More and more experts are criticizing CalPERS and other public pension funds for sticking with outdated, unrealistic return assumptions in the light of the “new normal” of post-crisis super-low and even negative policy interest rates. The latest to weigh in is bond maven Bill Gross. Gross’ perspective is particularly important because at Pimco and presumably now at Janus, Gross is in the circle of bond heavyweights which means that he interacts on a regular basis with Fed officials and thus has a perspective that CalPERS and its advisers lack. From Bloomberg:
Fund managers that have been counting on returns of 7 percent to 8 percent may need to adjust that to around 4 percent, Gross, who runs the $1.5 billion Janus Global Unconstrained Bond Fund, said during an Aug. 5 interview on Bloomberg TV. Public pensions, including the California Public Employees’ Retirement System, the largest in the U.S., are reporting gains of less than 1 percent for the fiscal year ended June 30…
Public pensions have been hurt by the Fed’s zero-rate policy that Gross says has led to “erosion at the margins of business models” such as the ones used for funding public pensions, which depend on assumptions about returns over time horizons of 30 years or more.

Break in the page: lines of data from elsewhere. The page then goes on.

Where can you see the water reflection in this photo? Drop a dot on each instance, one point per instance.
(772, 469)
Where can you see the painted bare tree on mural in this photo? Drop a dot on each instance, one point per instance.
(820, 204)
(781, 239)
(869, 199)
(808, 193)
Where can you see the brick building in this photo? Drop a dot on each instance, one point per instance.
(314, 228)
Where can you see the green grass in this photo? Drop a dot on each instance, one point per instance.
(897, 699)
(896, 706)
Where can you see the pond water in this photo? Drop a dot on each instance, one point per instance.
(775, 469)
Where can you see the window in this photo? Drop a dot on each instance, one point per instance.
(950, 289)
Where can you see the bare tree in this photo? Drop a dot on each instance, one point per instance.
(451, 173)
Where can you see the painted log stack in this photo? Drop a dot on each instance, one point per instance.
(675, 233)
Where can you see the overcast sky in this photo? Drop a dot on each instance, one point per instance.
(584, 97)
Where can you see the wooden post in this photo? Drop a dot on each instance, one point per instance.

“Pensions have to adjust,” said Gross. “They have to have more contributions and they have to reduce benefit payments.”
If you look at the short clip in the Bloomberg article, Gross has taken a very risk averse posture, and is at zero duration which is tantamount to being in cash. Gross’ view, like that of Jeff Gundlach of Doubleline, is based on seeing a dearth of sensibly priced investments at these risk levels. He called bonds “a liability, not an asset” as current levels and sees stocks as equally unattractive given weak fundamentals and the exposure to large losses if interest rates increase. Other experts see embracing risk and leverage as CalPERS has, in its desperation to achieve unrealistic return levels, as dangerous for other reasons: that political instability in advanced economies can produce major dislocations, and risky assets are the worst place to be. As David Llewellyn-Smith of MacroBusiness pointed out:
Markets did not react at all to the French atrocity. They can’t. They do not know how to discount political risk, have virtually no way to hedge it, and they either won’t or can’t countenance asymmetric risk (that is “Black Swans). Rather quaintly, they believe central banks will protect them. It is not that markets are a good judge of these things, they are not, and you should not believe that no movement in equity or other prices is a guide to the events of Europe being marginal. They are not.

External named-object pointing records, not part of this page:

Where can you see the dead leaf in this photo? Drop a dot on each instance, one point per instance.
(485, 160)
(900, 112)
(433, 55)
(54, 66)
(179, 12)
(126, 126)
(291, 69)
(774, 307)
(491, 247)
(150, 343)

The first point to make about asset allocations in this emerging environment is that it is as much higher risk of asymmetric shocks than the decades that preceded it. Thus the strategic narrative for allocations should reflect that risk. In general terms that will mean:
- avoid leveraged and illiquid assets;
- safe haven assets will trade at a premium, and
- cash and cash-like instruments should occupy a much larger percentage allocation than in the past.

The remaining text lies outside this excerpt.